Il y avait dans Le Monde de vendredi dernier, Le Monde des
livres, un très intéressant article d'un certain Maurice Sartre
sur un livre de Christophe Badel, La Noblesse de l'Empire romain.
Le titre de l'article était : "Noblesse innée, noblesse acquise".
Et c'est bien de cela, en effet, qu'il était question. On y apprenait,
ou bien l'on s'y voyait rappeler, qu'il y avait en fait, à Rome, sous
l'Empire, deux sortes de noblesse : la noblesse héréditaire, d'une part,
et d'autre part la noblesse liée à l'exercice de certaines fonctions,
et s'acquérant grâce à elles :
«Au IVe siècle, rien n'a changé, sinon que les préfectures de la ville
et du prétoire s'ajoutent au consulat comme charges qualifiantes. Mais
dans cette société d'ordres (sénatorial, équestre, décurional), la nobilitas
se distingue non par un statut, mais par une reconnaissance de l'origine.

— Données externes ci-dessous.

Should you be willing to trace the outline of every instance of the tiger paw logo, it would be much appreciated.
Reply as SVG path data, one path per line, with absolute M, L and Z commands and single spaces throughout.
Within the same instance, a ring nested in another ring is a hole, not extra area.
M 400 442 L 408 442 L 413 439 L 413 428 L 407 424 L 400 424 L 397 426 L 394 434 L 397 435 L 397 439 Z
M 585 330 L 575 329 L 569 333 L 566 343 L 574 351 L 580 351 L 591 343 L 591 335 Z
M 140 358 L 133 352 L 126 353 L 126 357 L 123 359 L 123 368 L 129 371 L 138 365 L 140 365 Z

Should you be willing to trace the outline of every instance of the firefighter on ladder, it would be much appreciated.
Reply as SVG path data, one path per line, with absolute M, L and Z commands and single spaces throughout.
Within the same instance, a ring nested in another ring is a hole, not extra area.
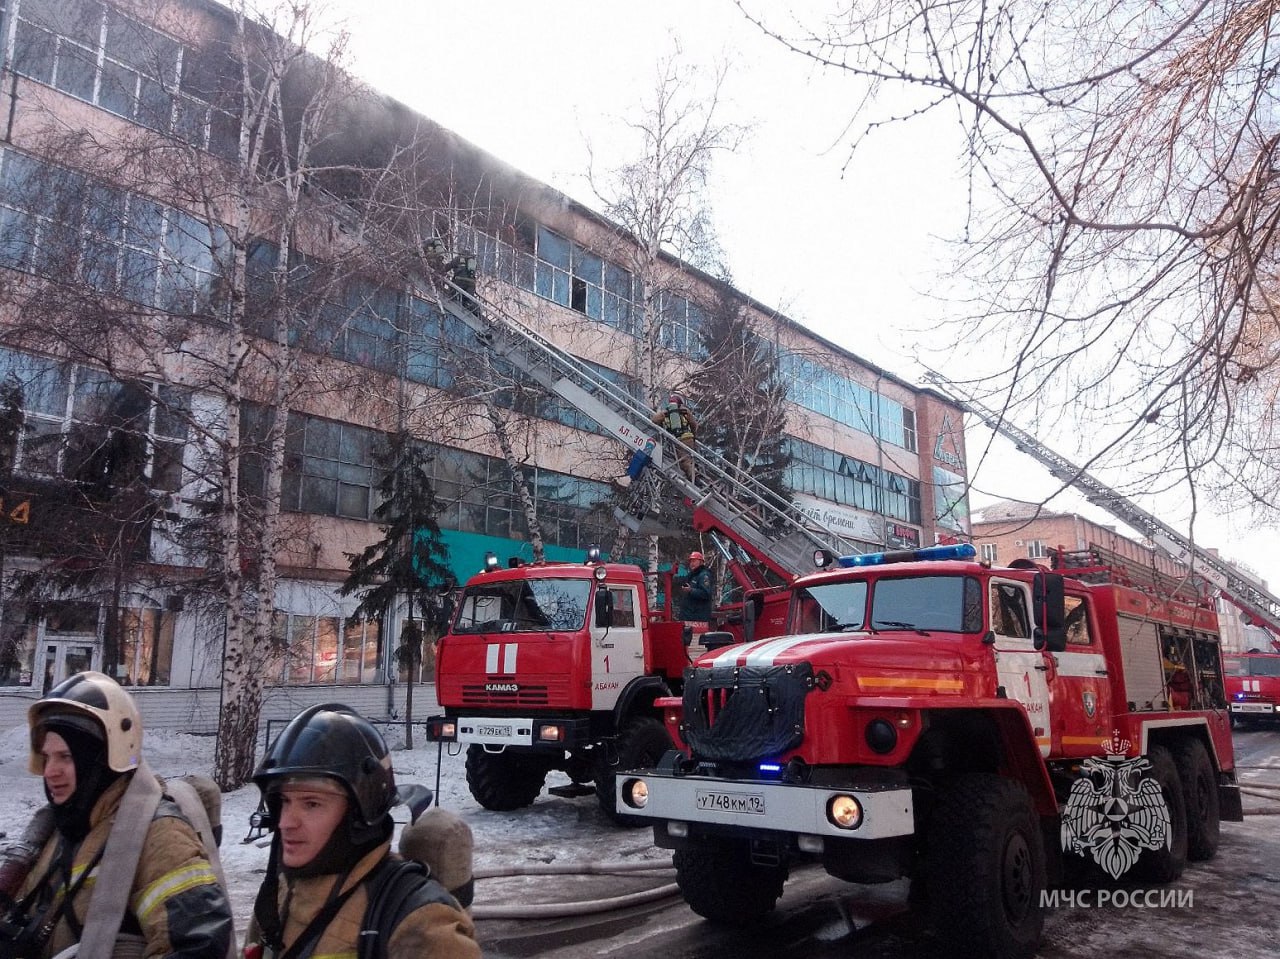
M 676 462 L 680 465 L 680 469 L 684 471 L 684 475 L 689 478 L 689 482 L 692 483 L 693 456 L 690 455 L 689 450 L 693 448 L 694 434 L 697 432 L 698 423 L 693 418 L 693 413 L 690 412 L 689 407 L 685 405 L 684 397 L 679 393 L 672 393 L 667 398 L 666 408 L 655 410 L 649 418 L 654 425 L 661 426 L 679 441 L 675 447 Z

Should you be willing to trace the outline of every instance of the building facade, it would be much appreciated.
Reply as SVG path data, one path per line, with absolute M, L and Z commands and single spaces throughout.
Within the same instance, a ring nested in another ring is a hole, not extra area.
M 203 0 L 10 0 L 0 40 L 0 725 L 100 668 L 150 723 L 211 730 L 228 588 L 249 614 L 273 607 L 266 717 L 335 695 L 395 715 L 403 615 L 353 620 L 339 588 L 379 535 L 395 430 L 431 453 L 457 580 L 490 550 L 532 559 L 530 509 L 547 559 L 611 539 L 626 451 L 440 308 L 427 238 L 645 402 L 706 361 L 728 304 L 787 384 L 797 505 L 863 549 L 968 538 L 962 416 L 944 397 L 646 257 L 269 31 Z M 297 75 L 270 87 L 271 56 Z M 307 98 L 342 82 L 320 126 Z M 258 93 L 276 115 L 253 112 Z M 272 539 L 228 563 L 228 528 Z M 269 593 L 227 586 L 268 565 Z

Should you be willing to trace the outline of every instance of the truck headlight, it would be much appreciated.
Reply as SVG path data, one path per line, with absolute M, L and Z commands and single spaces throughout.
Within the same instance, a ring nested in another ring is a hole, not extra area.
M 827 819 L 837 829 L 857 829 L 862 825 L 862 803 L 853 796 L 832 796 L 827 800 Z
M 649 803 L 649 784 L 643 779 L 628 779 L 622 784 L 622 801 L 632 809 L 643 809 Z

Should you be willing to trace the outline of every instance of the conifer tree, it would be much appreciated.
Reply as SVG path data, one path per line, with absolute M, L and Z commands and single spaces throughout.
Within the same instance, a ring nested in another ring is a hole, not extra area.
M 407 602 L 405 626 L 396 649 L 397 661 L 408 673 L 405 691 L 405 746 L 413 747 L 413 687 L 422 664 L 424 633 L 420 620 L 443 626 L 445 596 L 454 583 L 445 565 L 449 550 L 440 535 L 436 498 L 427 470 L 428 455 L 405 430 L 392 435 L 380 465 L 386 470 L 378 491 L 382 502 L 374 519 L 382 538 L 363 552 L 348 554 L 351 572 L 342 584 L 343 595 L 360 594 L 351 619 L 389 623 L 390 613 L 403 598 Z

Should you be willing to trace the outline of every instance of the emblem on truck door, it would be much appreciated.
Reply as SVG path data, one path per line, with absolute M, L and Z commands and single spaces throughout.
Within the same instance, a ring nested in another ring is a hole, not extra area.
M 1080 694 L 1080 699 L 1084 703 L 1084 714 L 1090 719 L 1093 714 L 1098 711 L 1098 696 L 1092 689 L 1086 689 Z

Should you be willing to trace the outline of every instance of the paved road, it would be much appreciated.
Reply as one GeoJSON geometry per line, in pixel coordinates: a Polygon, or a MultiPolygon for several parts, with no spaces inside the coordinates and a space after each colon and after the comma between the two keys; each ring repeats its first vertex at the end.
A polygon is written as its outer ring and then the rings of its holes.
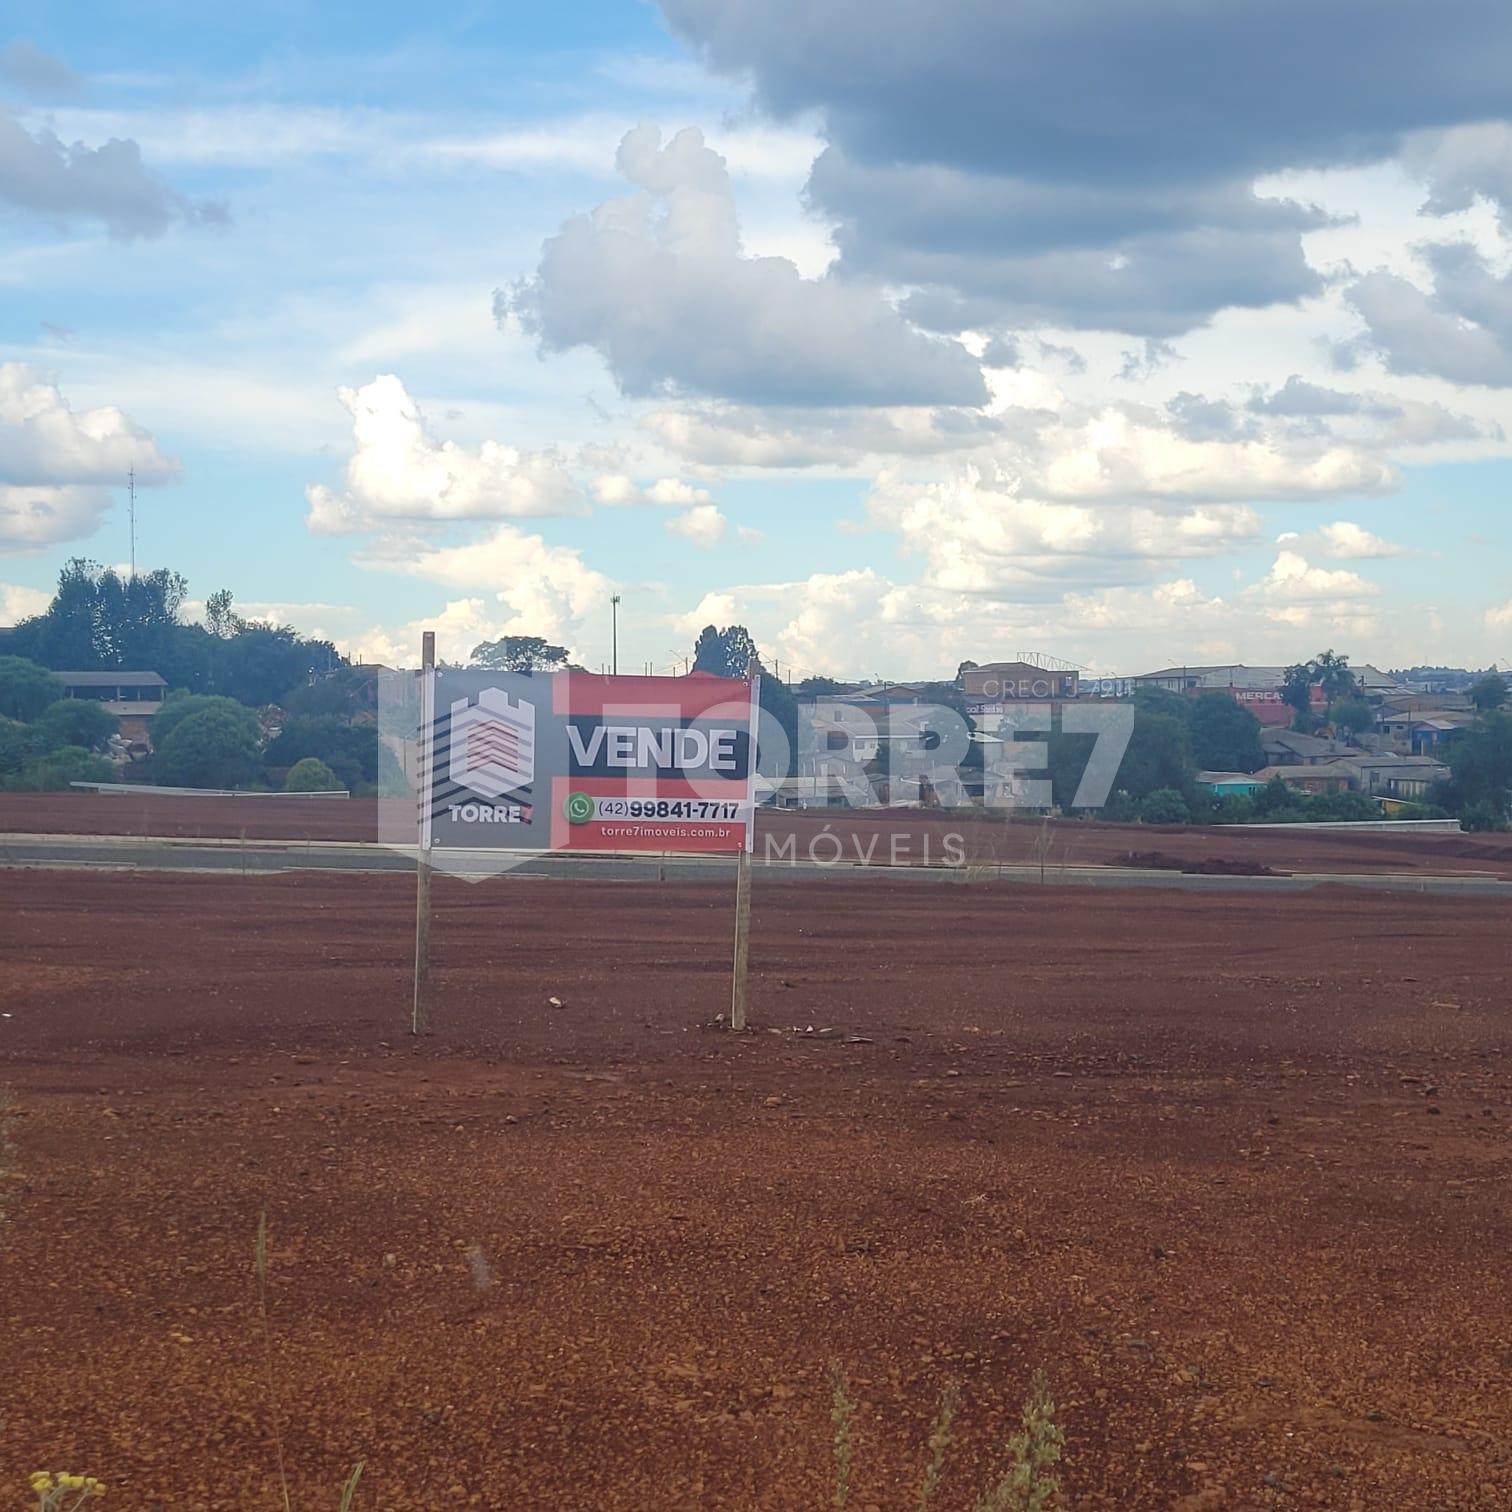
{"type": "MultiPolygon", "coordinates": [[[[462,852],[447,852],[445,869],[457,875],[479,878],[493,869],[462,852]]],[[[1512,881],[1475,874],[1427,876],[1420,873],[1317,872],[1274,877],[1225,877],[1188,875],[1183,872],[1141,870],[1123,866],[1005,865],[988,868],[947,866],[823,865],[806,859],[762,860],[758,869],[784,873],[805,881],[826,877],[907,877],[918,881],[955,883],[1004,881],[1055,887],[1166,887],[1203,892],[1299,892],[1325,884],[1382,888],[1392,892],[1467,894],[1512,899],[1512,881]]],[[[140,836],[111,835],[0,835],[0,866],[67,869],[95,867],[141,871],[222,872],[251,876],[278,872],[413,871],[413,851],[351,841],[302,840],[154,840],[140,836]]],[[[697,881],[732,876],[725,858],[655,856],[562,856],[534,855],[510,868],[524,877],[596,877],[605,881],[646,881],[676,878],[697,881]]]]}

Il faut attendre les années 370 pour que le mot entre dans le vocabulaire
juridique et que la nobilitas se confonde avec le statut sénatorial.
Innovation majeure, car jusqu'alors la noblesse ne coïncidait pas avec
le Sénat, même si tout nobilis lui appartenait nécessairement.
Cependant, c'est probablement dans les années 320-330 que la notion
connut ce brusque élargissement, ce à quoi la strate supérieure du Sénat,
celle qui justement répondait seule à la définition de la noblesse,
réagit par l'adoption du prédicat d'illustris pour se distinguer
de la masse des sénateurs (les clarissimes). La notion subit
donc un dédoublement, d'un côté une nobilitas-origine, héritière
du modèle républicain, de l'autre une nobilitas-statut annonciatrice
des mutations du Moyen Âge. » (C'est moi qui souligne).
Ce dédoublement cratylo-hérmogénien est d'autant plus passionnant que
sa structure est exactement celle qui affecte sous nos yeux, depuis
vingt ou trente ans, la notion de Français. On ne peut pas dire
qu'il y a deux types de Français, c'est interdit par la loi puisque
la loi, très logiquement, ne reconnaît qu'une francitas-statut
- un francité de loi, de par la loi, de jure, exclusivement
juridique, légale. Mais la notion a bel et bien subi un dédoublement
de facto, dont la langue quotidienne rend compte avec conscience
et constance, de plus en plus ouvertement.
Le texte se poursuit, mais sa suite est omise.